Introduction to Edge AI Inference with AWS IoT Greengrass V2/SageMaker
I held a study meeting to introduce AWS IoT Greengrass V2 and SageMaker, “Introduction to Edge AI Inference with AWS IoT Greengrass V2/SageMaker”.
I would like to share the content of the presentation, in the hopes that it will provide an opportunity for you to know edge inference with AWS. You can pull an example code used in this post from my GitHub repository.
Prerequisites
Participants are expected to:
- Be interested in edge AI inference on AWS.
- Have basic knowledge of machine learning and AWS.
Goals in this post:
- Provide an overview of edge AI inference on AWS.
- Demonstrate examples using IoT Greengrass V2, SageMaker, SageMaker Neo, and SageMaker Edge Manager.
Edge Computing Overview
Edge computing is a distributed computing paradigm that brings computation and data storage closer to the sources of data. This is expected to improve response times and save bandwidth.
Edge computing provides many merits like the following:
- Low latency (especially important for real-time applications such as driving automation)
- Decreased security risks
- Lower communication costs
However, edge computing may have some disadvantages, such as:
- Challenges in vertical scaling, which is easier in cloud environments
- Requirements for capacity planning
- Infrastructure management
Edge computing is not only utilized for AI but also for content delivery networks (CDN).
One of the current challenges with edge AI is its computing capacity. Modern machine learning and deep learning algorithms involve numerous hyperparameters, demanding substantial computing resources. Various efforts have been made to optimize ML/DL models for edge AI. 1
IoT Greengrass V2
Overview
AWS IoT Greengrass is an open source Internet of Things (IoT) edge runtime and cloud service that helps you build, deploy and manage IoT applications on your devices.
IoT Greengrass V2 offers:
- Running on Windows 2, Linux (Ubuntu, Raspberry Pi OS, and so on).
- Architecture for both x86 and ARM.
- Support for Lambda Functions.
- Deep Learning Runtime (DLR) for edge AI inference.
Concept
The IoT Greengrass V2 concept includes the following:
- Greengrass Core Devices:
- Run Greengrass Core on your edge.
- Are registered as AWS IoT Things.
- Communicates with AWS.
- Greengrass Client Devices:
- Communicates with Greengrass Core Device using MQTT.
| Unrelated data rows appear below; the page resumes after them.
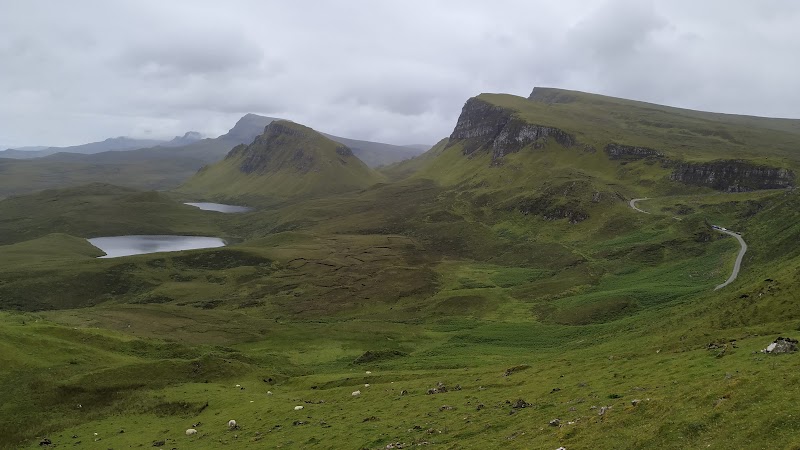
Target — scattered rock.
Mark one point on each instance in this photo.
(520, 403)
(515, 369)
(781, 345)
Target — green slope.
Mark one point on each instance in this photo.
(510, 268)
(288, 161)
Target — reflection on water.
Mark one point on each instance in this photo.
(117, 246)
(220, 207)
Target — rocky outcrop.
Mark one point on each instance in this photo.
(631, 153)
(733, 175)
(483, 126)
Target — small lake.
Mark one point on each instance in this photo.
(117, 246)
(220, 207)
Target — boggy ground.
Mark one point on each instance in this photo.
(524, 319)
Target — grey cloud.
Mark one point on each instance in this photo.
(399, 71)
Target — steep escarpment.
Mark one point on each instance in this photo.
(287, 160)
(483, 126)
(733, 175)
(630, 152)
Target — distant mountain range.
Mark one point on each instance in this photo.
(146, 164)
(111, 144)
(210, 150)
(288, 160)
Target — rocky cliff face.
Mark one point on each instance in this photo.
(483, 126)
(733, 175)
(630, 152)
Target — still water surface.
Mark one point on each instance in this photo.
(117, 246)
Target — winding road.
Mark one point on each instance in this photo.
(737, 266)
(633, 204)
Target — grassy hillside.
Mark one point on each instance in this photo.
(287, 161)
(510, 275)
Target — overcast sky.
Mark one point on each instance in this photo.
(77, 71)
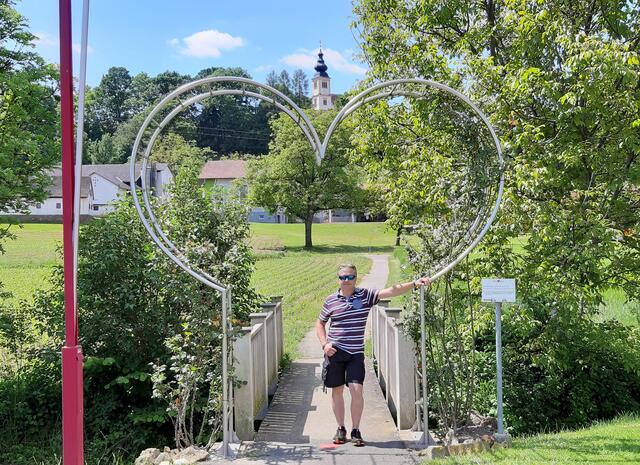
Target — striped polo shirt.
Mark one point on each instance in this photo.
(348, 317)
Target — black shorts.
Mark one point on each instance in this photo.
(343, 368)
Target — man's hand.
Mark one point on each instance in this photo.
(422, 282)
(329, 349)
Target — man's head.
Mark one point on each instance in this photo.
(347, 275)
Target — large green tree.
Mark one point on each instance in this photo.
(560, 81)
(29, 139)
(289, 176)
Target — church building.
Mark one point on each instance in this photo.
(321, 97)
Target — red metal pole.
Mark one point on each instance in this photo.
(72, 383)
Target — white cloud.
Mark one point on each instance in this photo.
(76, 48)
(209, 43)
(305, 59)
(264, 68)
(46, 41)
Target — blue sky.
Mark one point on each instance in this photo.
(157, 35)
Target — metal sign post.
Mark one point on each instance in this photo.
(499, 291)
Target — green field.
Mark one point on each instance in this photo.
(614, 442)
(28, 259)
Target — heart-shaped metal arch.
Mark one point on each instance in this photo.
(368, 95)
(379, 92)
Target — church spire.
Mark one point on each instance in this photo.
(321, 67)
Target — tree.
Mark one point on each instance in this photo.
(231, 124)
(289, 176)
(174, 150)
(29, 140)
(110, 103)
(560, 81)
(562, 84)
(296, 86)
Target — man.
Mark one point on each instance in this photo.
(348, 310)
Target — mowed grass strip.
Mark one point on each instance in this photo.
(28, 259)
(617, 441)
(304, 279)
(331, 238)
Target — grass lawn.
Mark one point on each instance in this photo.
(614, 442)
(306, 278)
(27, 260)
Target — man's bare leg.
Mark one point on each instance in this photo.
(337, 403)
(357, 404)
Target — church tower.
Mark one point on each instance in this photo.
(321, 97)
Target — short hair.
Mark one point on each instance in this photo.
(347, 265)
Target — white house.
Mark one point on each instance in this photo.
(100, 186)
(224, 173)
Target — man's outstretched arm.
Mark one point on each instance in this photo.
(399, 289)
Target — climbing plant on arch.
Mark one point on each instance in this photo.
(195, 92)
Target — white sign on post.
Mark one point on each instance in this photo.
(498, 290)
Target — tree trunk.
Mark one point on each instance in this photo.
(307, 231)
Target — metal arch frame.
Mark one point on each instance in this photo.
(362, 98)
(308, 129)
(158, 235)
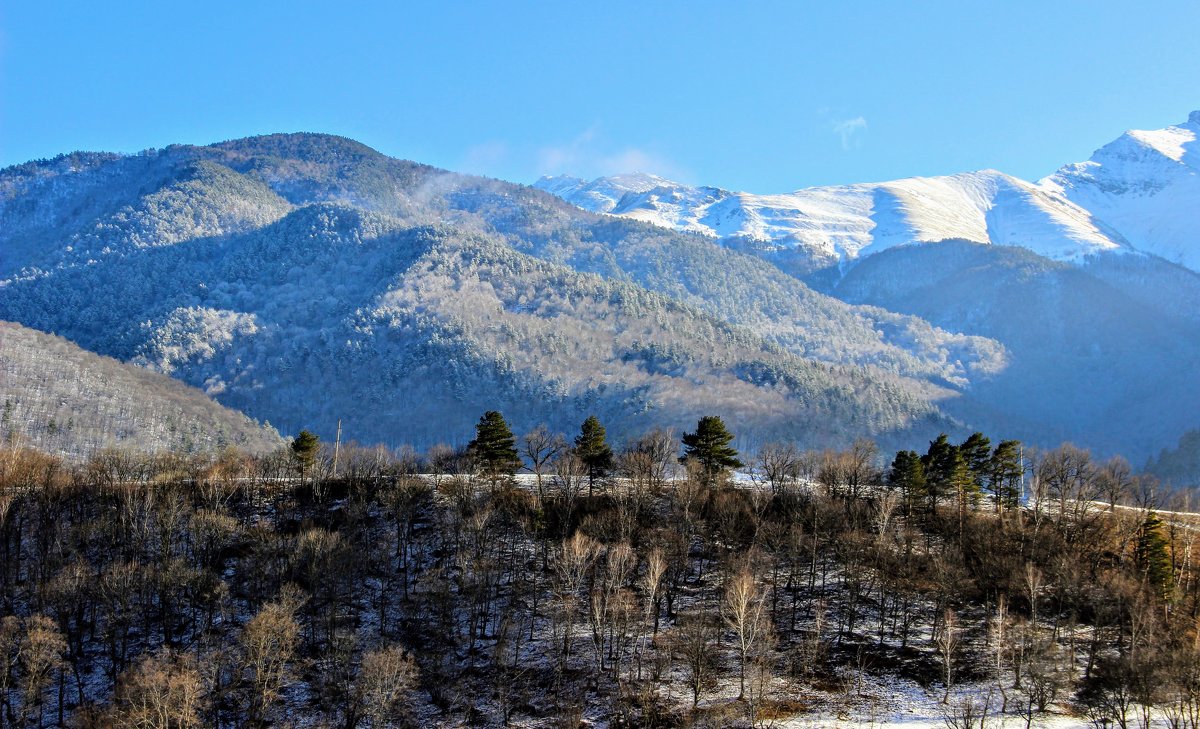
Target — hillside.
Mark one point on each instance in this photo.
(71, 402)
(261, 269)
(340, 283)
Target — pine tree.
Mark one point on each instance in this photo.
(939, 463)
(963, 485)
(592, 447)
(709, 446)
(1153, 556)
(495, 447)
(304, 451)
(1005, 475)
(977, 452)
(907, 476)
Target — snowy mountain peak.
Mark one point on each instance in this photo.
(1145, 185)
(819, 227)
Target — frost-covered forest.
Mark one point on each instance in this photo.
(70, 402)
(270, 269)
(553, 580)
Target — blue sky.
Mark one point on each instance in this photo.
(760, 96)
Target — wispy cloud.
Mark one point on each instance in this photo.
(485, 158)
(850, 131)
(588, 156)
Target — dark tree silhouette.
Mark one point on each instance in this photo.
(709, 446)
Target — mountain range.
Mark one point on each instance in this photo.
(66, 401)
(304, 278)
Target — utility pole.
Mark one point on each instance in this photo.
(337, 445)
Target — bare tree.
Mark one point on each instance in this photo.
(744, 612)
(540, 447)
(160, 692)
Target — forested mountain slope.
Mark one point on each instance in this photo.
(67, 401)
(306, 277)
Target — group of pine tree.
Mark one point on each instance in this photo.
(637, 583)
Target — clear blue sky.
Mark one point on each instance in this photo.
(760, 96)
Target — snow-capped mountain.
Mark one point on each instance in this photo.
(1138, 193)
(1146, 184)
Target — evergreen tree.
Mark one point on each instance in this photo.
(1153, 556)
(304, 451)
(963, 485)
(939, 463)
(977, 452)
(495, 447)
(1005, 475)
(593, 450)
(709, 446)
(907, 476)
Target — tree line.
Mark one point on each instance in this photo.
(642, 583)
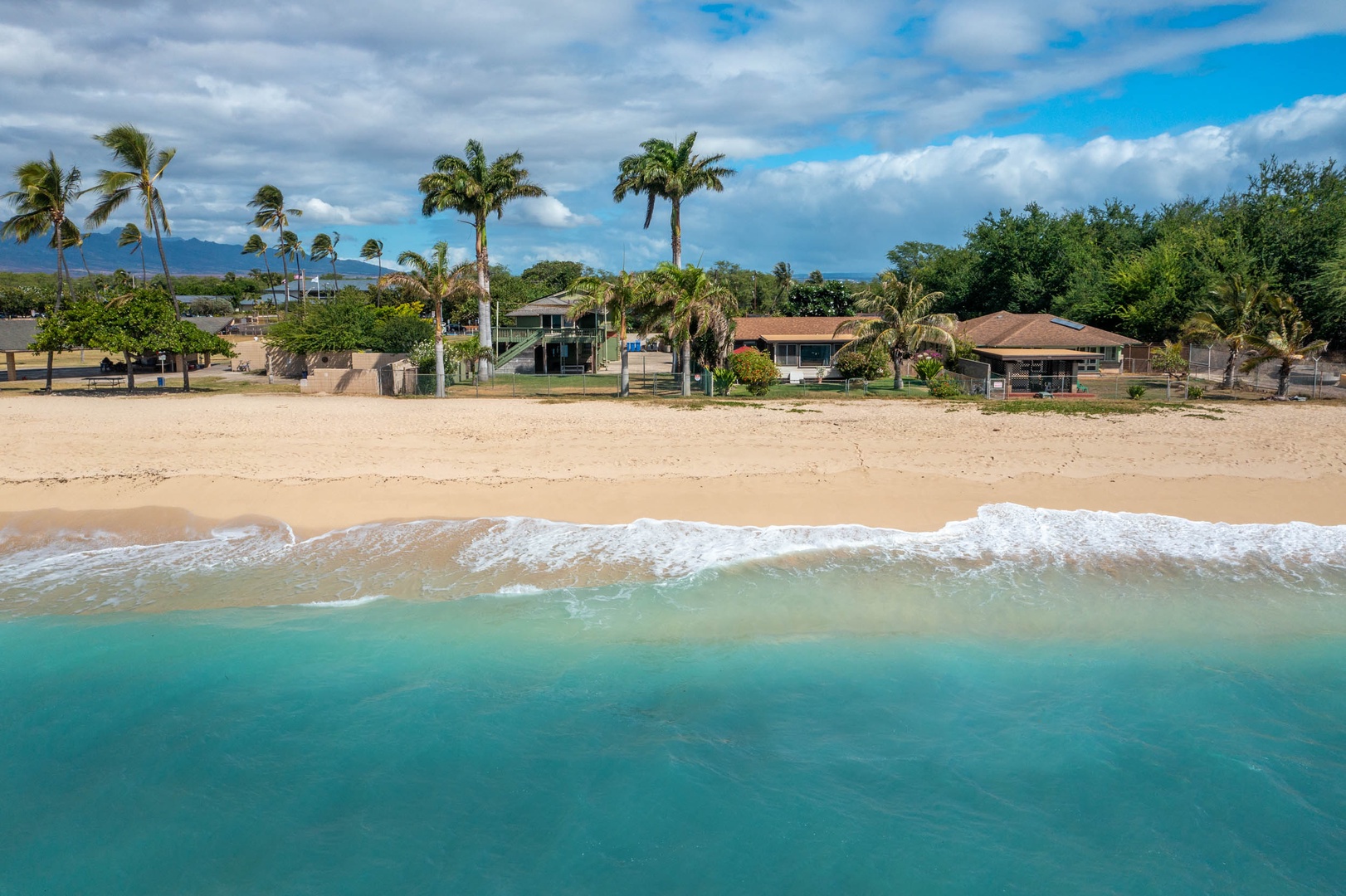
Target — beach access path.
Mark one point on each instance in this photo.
(324, 463)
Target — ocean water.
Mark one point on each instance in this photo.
(1023, 703)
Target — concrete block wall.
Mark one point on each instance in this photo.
(342, 381)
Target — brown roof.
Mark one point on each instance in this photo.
(1007, 330)
(1036, 354)
(779, 329)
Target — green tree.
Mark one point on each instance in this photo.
(474, 187)
(434, 280)
(131, 236)
(616, 299)
(696, 311)
(374, 249)
(902, 324)
(272, 214)
(1289, 339)
(291, 246)
(1231, 316)
(139, 175)
(41, 201)
(666, 171)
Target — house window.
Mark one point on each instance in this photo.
(816, 355)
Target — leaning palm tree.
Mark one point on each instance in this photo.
(45, 192)
(272, 214)
(434, 280)
(900, 324)
(291, 246)
(1285, 339)
(695, 309)
(673, 173)
(374, 249)
(617, 299)
(131, 236)
(473, 187)
(142, 168)
(1231, 315)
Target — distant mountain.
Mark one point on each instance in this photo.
(185, 256)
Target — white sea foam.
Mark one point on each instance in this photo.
(517, 556)
(353, 601)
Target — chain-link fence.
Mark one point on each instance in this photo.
(1313, 378)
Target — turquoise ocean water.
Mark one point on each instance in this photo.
(1025, 703)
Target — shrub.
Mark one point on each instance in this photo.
(398, 333)
(943, 387)
(929, 365)
(754, 370)
(858, 365)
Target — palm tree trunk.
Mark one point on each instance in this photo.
(173, 294)
(484, 304)
(676, 220)
(625, 391)
(439, 348)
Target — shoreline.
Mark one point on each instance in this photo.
(319, 465)
(928, 502)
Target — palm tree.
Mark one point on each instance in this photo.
(902, 322)
(1285, 339)
(324, 246)
(695, 309)
(131, 236)
(617, 299)
(473, 187)
(434, 280)
(45, 192)
(673, 173)
(142, 168)
(374, 249)
(291, 246)
(257, 246)
(1231, 315)
(272, 214)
- Are registered as AWS IoT Things.
- Communicates with other client devices when a Greengrass Core Devices is used as a message broker.
- Greengrass Components:
- Are software running on Greengrass Core Devices.
- Are implemented and registered by users.
- Deployment:
- Consists of instructions from AWS to Greengrass Core Devices.
SageMaker
SageMaker Overview
SageMaker is a managed service for machine learning in AWS. Users can use 17 built-in algorithms to perform machine learning with less code 3. It supports main deep learning frameworks such as TensorFlow or PyTorch 4.
SageMaker offers the following type of inference endpoints:
- SageMaker Hosting Services (Similar to EC2)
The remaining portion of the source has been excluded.